Hurricane ingredients during the 2016 Atlantic season: warm sea surface temperatures and low wind shear?

NOAA's end of May Atlantic hurricane forecast stated there is "uncertainty in the climate signals that influence the formation of Atlantic storms," which makes predicting this season, "particularly difficult."[1]

Hurricanes rely on warm sea surface temperatures and strong vertical motion in the atmosphere (or low wind shear) to develop. Colorado State University's 2016 Atlantic hurricane season forecast from April 2016 noted there is "significant warmth off the US East Coast," which, other things equal, increases the potential intensity of tropical storms.[2]

Tropical storms also rely on minimal to no wind shear, and climate models are calling for cool neutral to La Niña conditions during the August to October period, which tend to decrease the wind shear over the tropical Atlantic Ocean.

Virtually every measure of Atlantic hurricane activity since the 1970s has increased

There has been a substantial increase in virtually every measure of hurricane activity in the Atlantic since the 1970s, including measures of intensity, frequency, and duration as well as the number of strongest (Category 4 and 5) storms.[3][4] Global warming also concentrates rainfall into extreme events. A warmer atmosphere holds more water vapor, and dumps more precipitation when it does rain, much like a larger bucket holds and dumps more water.

Significant evidence indicates that these increases are linked to higher sea surface temperatures in the region through which Atlantic hurricanes form and move.[5][6][7] However, this is an area of continuing study as numerous factors determine hurricane intensity and frequency, and global warming may be affecting these factors in conflicting ways.

Since 1923, Katrina-magnitude events have been twice as frequent in warm years compared with cold years.[8] By late this century, models project a slight decrease in the annual number of tropical cyclones, but an increase in the number of the strongest (Category 4 and 5) hurricanes.[9] Unfortunately, the trends in resulting damages may not balance out.  The damage caused by hurricanes increases geometrically, becoming disproportionately greater as wind speed increases.  In addition, almost all existing studies also project greater rainfall rates, with projected increases of about 20 percent near the center of hurricanes.[3]

Sea level rise fuels storm surge and flooding

Hurricanes now ride atop elevated sea levels, contributing to storm surge and flooding, the leading cause of hurricane storm damage and fatalities.

Climate-change related increases in sea level have nearly doubled today’s annual probability of a Sandy-level flood recurrence as compared to 1950.[10]
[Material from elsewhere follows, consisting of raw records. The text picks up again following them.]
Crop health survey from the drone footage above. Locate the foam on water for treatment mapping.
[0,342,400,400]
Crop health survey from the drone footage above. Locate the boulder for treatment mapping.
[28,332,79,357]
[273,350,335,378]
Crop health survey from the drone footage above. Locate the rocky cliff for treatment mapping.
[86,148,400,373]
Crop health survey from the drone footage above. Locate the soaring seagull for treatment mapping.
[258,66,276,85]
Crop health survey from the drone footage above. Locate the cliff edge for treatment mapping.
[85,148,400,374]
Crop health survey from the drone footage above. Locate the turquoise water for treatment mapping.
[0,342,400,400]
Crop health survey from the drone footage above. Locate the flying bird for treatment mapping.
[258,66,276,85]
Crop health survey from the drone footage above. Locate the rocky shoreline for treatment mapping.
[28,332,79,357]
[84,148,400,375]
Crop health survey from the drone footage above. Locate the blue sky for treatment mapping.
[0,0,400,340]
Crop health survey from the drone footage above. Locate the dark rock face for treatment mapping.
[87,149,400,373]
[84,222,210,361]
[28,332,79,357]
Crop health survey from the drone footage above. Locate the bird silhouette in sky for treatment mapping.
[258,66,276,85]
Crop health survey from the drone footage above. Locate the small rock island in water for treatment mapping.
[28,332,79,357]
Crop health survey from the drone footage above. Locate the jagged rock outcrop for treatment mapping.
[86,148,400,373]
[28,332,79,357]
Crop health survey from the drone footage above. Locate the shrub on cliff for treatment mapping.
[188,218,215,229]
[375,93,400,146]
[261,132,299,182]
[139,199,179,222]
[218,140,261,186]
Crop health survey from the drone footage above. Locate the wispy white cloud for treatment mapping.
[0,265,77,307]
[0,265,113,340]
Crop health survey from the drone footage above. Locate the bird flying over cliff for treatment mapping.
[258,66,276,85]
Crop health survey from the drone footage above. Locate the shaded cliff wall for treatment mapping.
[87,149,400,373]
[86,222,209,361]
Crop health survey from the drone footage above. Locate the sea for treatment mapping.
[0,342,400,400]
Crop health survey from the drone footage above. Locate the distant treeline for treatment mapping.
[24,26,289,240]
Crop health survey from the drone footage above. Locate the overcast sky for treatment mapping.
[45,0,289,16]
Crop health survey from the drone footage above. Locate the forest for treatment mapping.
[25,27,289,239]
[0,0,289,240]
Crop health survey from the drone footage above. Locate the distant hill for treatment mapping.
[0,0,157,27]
Warm Atlantic sea surface temperatures linked to rare January hurricanes...

On January 14, Subtropical Storm Alex developed into a hurricane, the first in January since 1955 and the first storm to form in the month of January since 1938. 

January 2016 saw two unusual hurricane events—Alex in the Atlantic and Pali in the Pacific—set against extremely warm sea surface temperatures. In the Pacific, the record high sea surface temperatures were driven by a combination of a strong El Niño event coupled with record setting global atmospheric temperatures driven by greenhouse gas emissions. In the Atlantic, El Niño conditions typically suppress hurricane formation.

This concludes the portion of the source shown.